Betrayal of Arab Leadership: Trump Enables Israeli Colonization While Claiming Opposition
Executive Summary
Ceasefire in Collapse: Israel’s Systematic Violations, West Bank Annexation Expansion, and the Unraveling of Trump’s Gaza Peace Plan
The ceasefire that commenced on October 10, 2025, between Israel and Hamas has mainly become performative, with the fragile agreement deteriorating under the weight of systematic violations by both parties and fundamental strategic incompatibilities that render the Trump administration’s phase two—designed to achieve Hamas disarmament and Israeli withdrawal—virtually impossible. While Palestinian authorities document 875 ceasefire violations by Israeli forces resulting in over 400 deaths since October, the Israeli military simultaneously chronicles 64 violations by Hamas-aligned groups, with the core dispute now centering on the return of a single deceased hostage whose body appears to be leveraged as political leverage.

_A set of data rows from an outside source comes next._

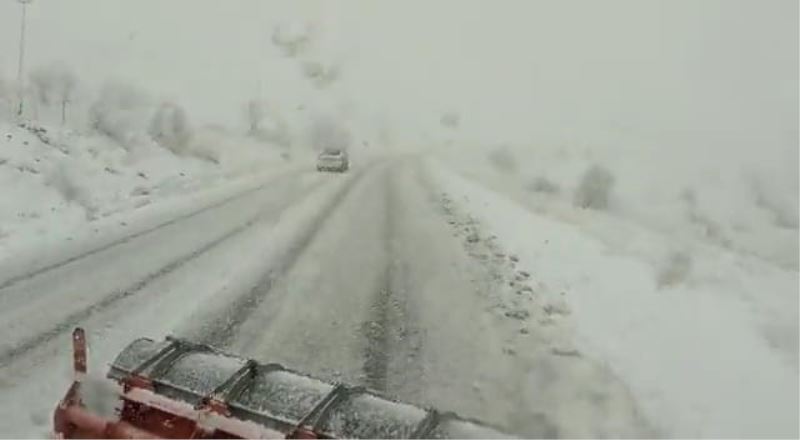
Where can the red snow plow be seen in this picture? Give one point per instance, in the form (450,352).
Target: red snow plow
(179,389)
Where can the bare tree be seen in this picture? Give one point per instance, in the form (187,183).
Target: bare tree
(169,127)
(254,112)
(66,92)
(292,39)
(450,120)
(54,84)
(119,112)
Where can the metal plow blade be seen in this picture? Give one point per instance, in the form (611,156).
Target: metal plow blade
(178,389)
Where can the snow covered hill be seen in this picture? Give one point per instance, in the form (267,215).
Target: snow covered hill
(61,182)
(680,273)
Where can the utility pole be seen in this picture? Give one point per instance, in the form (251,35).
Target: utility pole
(21,61)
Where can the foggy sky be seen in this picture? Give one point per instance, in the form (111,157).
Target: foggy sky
(515,69)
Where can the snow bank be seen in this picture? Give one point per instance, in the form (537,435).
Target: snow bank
(57,181)
(731,195)
(705,336)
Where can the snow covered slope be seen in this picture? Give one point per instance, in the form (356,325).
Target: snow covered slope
(704,333)
(58,181)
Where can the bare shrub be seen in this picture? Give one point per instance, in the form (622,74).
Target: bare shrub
(544,185)
(595,187)
(169,127)
(675,269)
(503,160)
(118,112)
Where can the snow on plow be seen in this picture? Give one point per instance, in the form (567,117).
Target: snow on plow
(179,389)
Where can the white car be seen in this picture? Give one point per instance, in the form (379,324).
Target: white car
(333,160)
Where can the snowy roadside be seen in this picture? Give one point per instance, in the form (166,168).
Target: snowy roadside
(64,193)
(708,350)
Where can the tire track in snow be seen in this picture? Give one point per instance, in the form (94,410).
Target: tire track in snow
(125,239)
(224,328)
(68,323)
(376,331)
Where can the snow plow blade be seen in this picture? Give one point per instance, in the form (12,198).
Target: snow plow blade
(179,389)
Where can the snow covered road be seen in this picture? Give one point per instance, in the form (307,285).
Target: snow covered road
(374,277)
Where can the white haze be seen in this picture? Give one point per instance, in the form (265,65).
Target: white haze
(722,70)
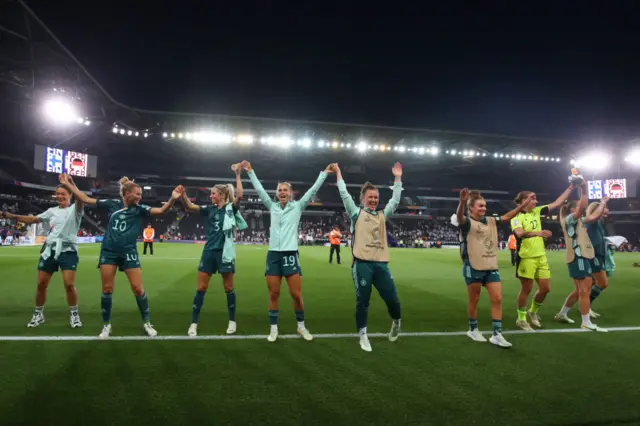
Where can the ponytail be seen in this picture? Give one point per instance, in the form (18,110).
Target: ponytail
(126,186)
(473,197)
(368,186)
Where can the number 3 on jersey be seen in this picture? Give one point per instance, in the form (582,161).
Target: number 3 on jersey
(120,226)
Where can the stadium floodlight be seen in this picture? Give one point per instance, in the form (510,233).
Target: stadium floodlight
(244,138)
(594,161)
(60,112)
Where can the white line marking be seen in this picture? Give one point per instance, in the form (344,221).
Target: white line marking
(295,336)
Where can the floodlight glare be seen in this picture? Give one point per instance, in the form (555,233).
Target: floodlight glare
(60,112)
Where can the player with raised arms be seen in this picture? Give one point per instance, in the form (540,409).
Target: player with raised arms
(531,260)
(59,252)
(219,253)
(119,247)
(479,252)
(370,250)
(282,257)
(586,253)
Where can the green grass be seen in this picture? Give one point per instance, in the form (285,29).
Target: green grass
(576,378)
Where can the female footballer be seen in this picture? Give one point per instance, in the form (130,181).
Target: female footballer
(479,251)
(59,252)
(119,247)
(593,222)
(531,260)
(371,252)
(218,255)
(580,254)
(282,257)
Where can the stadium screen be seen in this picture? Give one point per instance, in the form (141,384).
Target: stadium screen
(56,160)
(613,188)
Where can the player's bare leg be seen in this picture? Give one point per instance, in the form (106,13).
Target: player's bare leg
(273,283)
(295,289)
(227,282)
(135,279)
(69,279)
(41,297)
(526,285)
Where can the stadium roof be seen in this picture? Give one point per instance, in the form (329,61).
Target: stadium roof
(36,67)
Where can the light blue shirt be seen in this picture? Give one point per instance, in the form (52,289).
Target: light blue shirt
(353,211)
(63,229)
(283,232)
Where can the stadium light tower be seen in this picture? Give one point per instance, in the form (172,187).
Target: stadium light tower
(60,112)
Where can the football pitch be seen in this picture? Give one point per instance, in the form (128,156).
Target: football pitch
(433,374)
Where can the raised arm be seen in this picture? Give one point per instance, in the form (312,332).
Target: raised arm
(26,219)
(264,196)
(80,196)
(304,200)
(562,198)
(598,212)
(158,211)
(582,204)
(464,196)
(394,202)
(513,213)
(349,205)
(239,188)
(188,205)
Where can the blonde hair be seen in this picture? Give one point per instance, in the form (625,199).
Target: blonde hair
(566,209)
(290,189)
(127,185)
(592,207)
(473,197)
(368,186)
(522,195)
(227,191)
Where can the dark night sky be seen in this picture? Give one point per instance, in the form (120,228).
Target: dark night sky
(571,73)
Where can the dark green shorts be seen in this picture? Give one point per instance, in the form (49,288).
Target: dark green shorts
(474,276)
(282,264)
(597,264)
(580,268)
(124,261)
(211,263)
(67,261)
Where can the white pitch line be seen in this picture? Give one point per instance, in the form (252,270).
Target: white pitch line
(293,336)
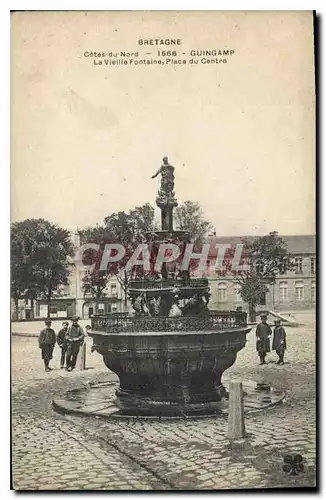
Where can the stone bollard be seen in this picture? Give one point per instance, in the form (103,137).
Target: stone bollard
(236,423)
(82,357)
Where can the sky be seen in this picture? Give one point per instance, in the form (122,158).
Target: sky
(85,138)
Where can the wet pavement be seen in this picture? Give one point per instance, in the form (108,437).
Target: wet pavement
(62,452)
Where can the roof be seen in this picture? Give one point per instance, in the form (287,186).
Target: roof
(296,244)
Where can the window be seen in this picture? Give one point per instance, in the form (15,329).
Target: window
(313,291)
(283,267)
(221,292)
(299,290)
(236,291)
(313,265)
(284,292)
(298,265)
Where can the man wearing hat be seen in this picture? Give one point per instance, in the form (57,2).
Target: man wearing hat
(263,333)
(75,337)
(279,341)
(62,342)
(46,342)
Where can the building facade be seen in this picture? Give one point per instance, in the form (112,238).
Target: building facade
(294,290)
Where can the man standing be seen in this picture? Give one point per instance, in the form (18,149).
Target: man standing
(62,342)
(75,338)
(263,333)
(46,342)
(279,341)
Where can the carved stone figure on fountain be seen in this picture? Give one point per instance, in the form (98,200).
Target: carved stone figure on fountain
(138,305)
(196,306)
(167,179)
(175,310)
(153,305)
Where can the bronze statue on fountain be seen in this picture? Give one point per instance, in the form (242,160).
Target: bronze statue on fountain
(171,352)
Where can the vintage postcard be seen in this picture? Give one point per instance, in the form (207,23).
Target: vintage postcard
(163,250)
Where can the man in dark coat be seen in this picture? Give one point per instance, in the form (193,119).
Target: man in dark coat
(62,342)
(263,333)
(279,341)
(75,338)
(46,342)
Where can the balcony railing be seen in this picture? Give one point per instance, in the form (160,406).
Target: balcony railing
(214,321)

More significantly, the Israeli government has undertaken an aggressive simultaneous campaign of West Bank settlement expansion and legalization of 19 unauthorized outposts, contradicting Trump’s explicit public statements rejecting annexation and revealing a troubling contradiction between the Trump administration’s diplomatic messaging and its apparent tacit coordination with Israeli settlement policy.
Defense Minister Israel Katz’s December 23 declaration that Israel would never leave Gaza and would establish settlements there, followed by a forced walkback, crystallizes the profound gap between stated ceasefire obligations and actual Israeli strategic intentions. With the Netanyahu-Trump meeting scheduled for December 29, the ceasefire faces a critical juncture. Either the fundamental grievances propelling both sides toward renewed conflict will be addressed, or the agreement will remain a hollow performance masking an essentially unchanged occupation and military reality.
Introduction
The Phantom Ceasefire: Why Trump’s Gaza Peace Plan Is Already Dead
For over two years, Israel waged what international observers characterized as a devastating military campaign against Gaza, resulting in more than 70,000 Palestinian deaths and the destruction of approximately ninety percent of the territory’s infrastructure. The October 10, 2025, ceasefire, brokered under the Trump administration’s twenty-point peace framework, was intended to establish a pathway toward Hamas disarmament, Israeli military withdrawal, and the establishment of technocratic Palestinian governance.
Fewer than three months into this agreement, the ceasefire has become characterized by ritualistic violence, diplomatic theater, and a fundamental absence of movement toward the comprehensive resolution the international community was promised.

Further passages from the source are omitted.